Data lasts longer than logic, and having data in a separate, easy to access storage allows you to build new applications easily on your existing data.
Chris Tavares
Tuesday, January 6, 2004
Chris, I agree with you, but I also think it's quite possible that the data will be exported back as XML, sidestepping the relational DB entirely.
At my current contract, ALL the backend data comes back as XML. Whether you love it or hate it, I think this is the way things are going in the future.
Portabella
Tuesday, January 6, 2004
Using XML as the interchange format is just fine, but anybody who's using XML as the actual STORAGE mechanism is going to be in big trouble.

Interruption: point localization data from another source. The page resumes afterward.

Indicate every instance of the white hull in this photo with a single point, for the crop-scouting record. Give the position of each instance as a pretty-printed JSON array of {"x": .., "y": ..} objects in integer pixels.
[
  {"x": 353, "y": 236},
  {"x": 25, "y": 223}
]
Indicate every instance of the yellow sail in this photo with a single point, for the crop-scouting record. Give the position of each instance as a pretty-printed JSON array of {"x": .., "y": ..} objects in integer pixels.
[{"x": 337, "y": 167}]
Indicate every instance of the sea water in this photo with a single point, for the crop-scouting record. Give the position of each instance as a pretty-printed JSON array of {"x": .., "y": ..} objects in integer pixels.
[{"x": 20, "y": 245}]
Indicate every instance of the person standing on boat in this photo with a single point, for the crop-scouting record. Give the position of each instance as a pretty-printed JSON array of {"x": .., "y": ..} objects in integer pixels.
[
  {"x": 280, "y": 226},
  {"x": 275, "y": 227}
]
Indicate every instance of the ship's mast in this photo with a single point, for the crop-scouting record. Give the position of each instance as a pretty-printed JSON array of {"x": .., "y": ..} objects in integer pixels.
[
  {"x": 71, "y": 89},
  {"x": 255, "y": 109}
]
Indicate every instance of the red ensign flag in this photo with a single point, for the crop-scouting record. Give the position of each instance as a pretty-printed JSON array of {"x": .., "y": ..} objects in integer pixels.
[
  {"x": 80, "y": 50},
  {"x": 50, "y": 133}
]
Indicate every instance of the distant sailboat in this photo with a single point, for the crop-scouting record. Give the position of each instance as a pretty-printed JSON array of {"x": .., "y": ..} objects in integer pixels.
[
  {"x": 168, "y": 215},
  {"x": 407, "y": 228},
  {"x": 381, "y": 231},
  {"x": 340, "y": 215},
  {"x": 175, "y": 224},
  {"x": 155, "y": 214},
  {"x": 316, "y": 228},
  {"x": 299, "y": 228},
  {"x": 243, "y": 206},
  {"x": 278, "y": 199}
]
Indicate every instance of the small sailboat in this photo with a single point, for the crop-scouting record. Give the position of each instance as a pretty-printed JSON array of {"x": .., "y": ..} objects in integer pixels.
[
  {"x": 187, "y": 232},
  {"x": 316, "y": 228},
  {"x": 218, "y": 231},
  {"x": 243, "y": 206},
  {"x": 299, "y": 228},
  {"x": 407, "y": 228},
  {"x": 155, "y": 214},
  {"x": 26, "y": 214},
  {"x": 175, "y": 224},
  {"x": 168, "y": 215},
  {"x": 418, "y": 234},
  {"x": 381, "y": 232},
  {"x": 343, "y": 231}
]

Searching an XML file is hideously inefficient. Heck, STORING a straight XML file is hideously inefficient. Using XML to shoot stuff between components? I'm all over it, I think it's great. But XML will not replace the back end data storage.
Chris Tavares
Tuesday, January 6, 2004
> Using XML as the interchange format is just fine
I agree, and that's what I'm suggesting: a prevayler-type backend which exports data as XML. (Even XML databases don't actually store the data as XML).
Along the same lines, a standard XML mapping for databases (like Microsoft's SQLXML), and possibly another chance for the databases to try to replace application servers again.
Portabella
Tuesday, January 6, 2004
The main drawback with Prevayler is versioning, that is changing the meta data. Changing data in memory is a lot harder than changing data in a database. A ram based server could be used between the business layer and the database, using write thru, and essentially caching everything, but still there is a problem with ad hoc updates of the database. Probably the ram cache has to be cleared.
Conclusion: the database engine should do all the caching. Then we won´t see this 9000-fold performance increase anymore.